Clifton Heights is a neighborhood of St. Louis, Missouri, US, located along the southwest border of the city and highlighted by a park — Clifton Park  — with a playground and a lake.

The neighborhood is mostly residential, with a history dating back to the early 19th century and houses of varying architectural styles, including some Victorian and numerous Arts and Crafts homes. The curving streets surrounding the park and the hills that slope downward toward I-44 are somewhat unusual for St. Louis City, and give the neighborhood a distinctive feeling. Bounded on the north and west by I-44, on the east by Hampton Ave., and on the south by Arsenal St., Clifton Heights is located in southwest St. Louis.

Mason School in Clifton Heights is an elementary school in the St. Louis Public School System. The neighborhood is in the 24th ward of the City of St. Louis, currently represented by Alderman Scott Ogilvie. The neighborhood holds an annual "Party in the Park" in fall each year that includes games, crafts and other family activities.

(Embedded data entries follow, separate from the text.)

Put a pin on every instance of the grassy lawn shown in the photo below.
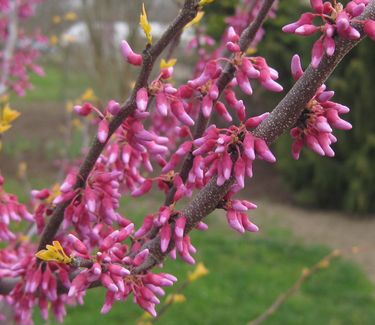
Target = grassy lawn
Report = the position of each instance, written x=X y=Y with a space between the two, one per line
x=246 y=274
x=57 y=85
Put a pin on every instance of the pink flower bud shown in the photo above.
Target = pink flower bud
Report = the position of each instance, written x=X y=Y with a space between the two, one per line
x=248 y=144
x=306 y=18
x=142 y=99
x=77 y=244
x=232 y=47
x=232 y=35
x=369 y=29
x=103 y=129
x=209 y=72
x=253 y=122
x=248 y=68
x=125 y=232
x=244 y=82
x=143 y=189
x=317 y=53
x=165 y=237
x=306 y=30
x=263 y=151
x=118 y=270
x=113 y=107
x=317 y=5
x=329 y=45
x=234 y=221
x=162 y=104
x=314 y=145
x=108 y=302
x=41 y=195
x=108 y=283
x=128 y=54
x=180 y=227
x=296 y=67
x=83 y=110
x=146 y=226
x=140 y=257
x=207 y=106
x=239 y=172
x=222 y=111
x=178 y=110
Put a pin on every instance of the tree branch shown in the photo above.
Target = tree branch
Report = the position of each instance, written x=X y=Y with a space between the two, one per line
x=150 y=54
x=282 y=118
x=247 y=37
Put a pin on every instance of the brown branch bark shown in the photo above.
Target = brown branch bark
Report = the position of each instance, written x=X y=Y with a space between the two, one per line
x=247 y=37
x=282 y=118
x=150 y=54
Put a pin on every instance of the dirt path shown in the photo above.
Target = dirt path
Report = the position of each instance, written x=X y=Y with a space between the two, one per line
x=321 y=227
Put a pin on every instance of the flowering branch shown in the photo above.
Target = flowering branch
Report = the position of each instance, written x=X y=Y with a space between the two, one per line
x=282 y=118
x=150 y=54
x=247 y=37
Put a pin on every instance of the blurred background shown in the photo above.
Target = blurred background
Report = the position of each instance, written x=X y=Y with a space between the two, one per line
x=307 y=208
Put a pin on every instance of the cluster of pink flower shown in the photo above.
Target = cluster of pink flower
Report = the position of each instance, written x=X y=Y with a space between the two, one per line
x=26 y=51
x=10 y=210
x=103 y=248
x=314 y=126
x=336 y=20
x=112 y=269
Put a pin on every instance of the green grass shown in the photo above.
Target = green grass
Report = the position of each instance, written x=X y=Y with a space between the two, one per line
x=246 y=274
x=56 y=86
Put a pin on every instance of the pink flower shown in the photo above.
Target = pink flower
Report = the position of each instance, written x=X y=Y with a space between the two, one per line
x=129 y=55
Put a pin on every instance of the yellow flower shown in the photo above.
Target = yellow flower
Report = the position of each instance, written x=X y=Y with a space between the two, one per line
x=53 y=40
x=9 y=115
x=175 y=298
x=69 y=106
x=88 y=95
x=143 y=21
x=55 y=191
x=56 y=19
x=203 y=3
x=196 y=20
x=77 y=123
x=22 y=169
x=70 y=16
x=199 y=272
x=54 y=253
x=69 y=38
x=4 y=99
x=4 y=127
x=167 y=64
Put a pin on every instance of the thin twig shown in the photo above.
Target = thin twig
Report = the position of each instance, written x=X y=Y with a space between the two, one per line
x=150 y=54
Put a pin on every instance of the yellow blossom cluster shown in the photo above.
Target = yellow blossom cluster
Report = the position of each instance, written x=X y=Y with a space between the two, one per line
x=54 y=253
x=7 y=116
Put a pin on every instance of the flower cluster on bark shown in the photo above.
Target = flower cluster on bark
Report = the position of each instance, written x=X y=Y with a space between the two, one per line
x=162 y=137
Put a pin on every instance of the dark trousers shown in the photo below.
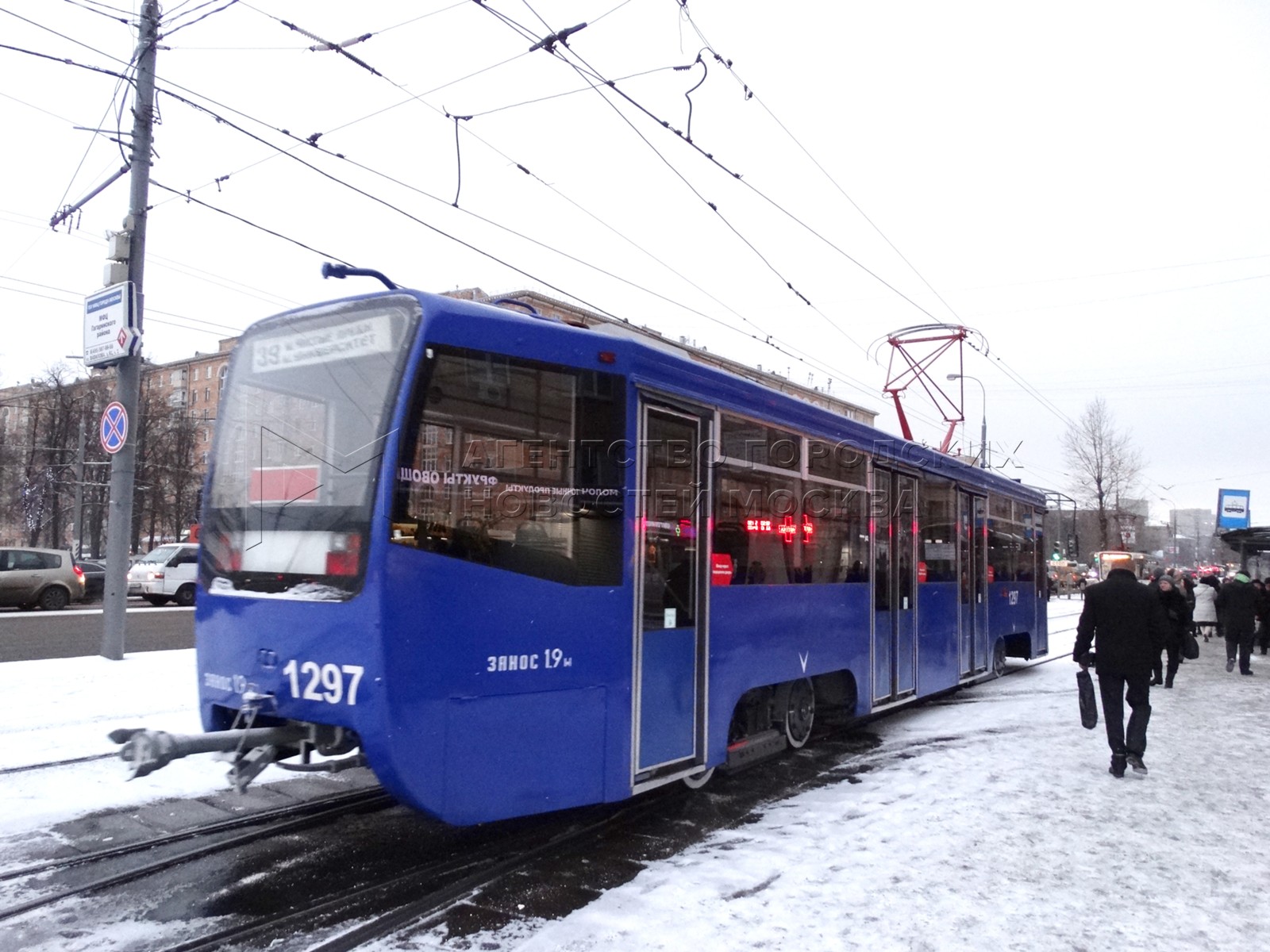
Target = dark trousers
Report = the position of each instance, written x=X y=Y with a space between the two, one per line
x=1175 y=658
x=1244 y=643
x=1111 y=687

Clifton Heights has numerous small businesses, a VFW post and a Drury Inn and Suites at the corner of I-44 and Hampton Avenue that was the subject of much neighborhood controversy regarding the demolition of homes and the placement of a large hotel next to small houses.

Demographics

In 2020, Clifton Height's racial makeup was 86.2% White, 3.9% Black, 0.1% Native American, 2.3% Asian, 5.8% Two or More Races, and 1.6% Some Other Race. 3.3% of the population was of Hispanic or Latino origin.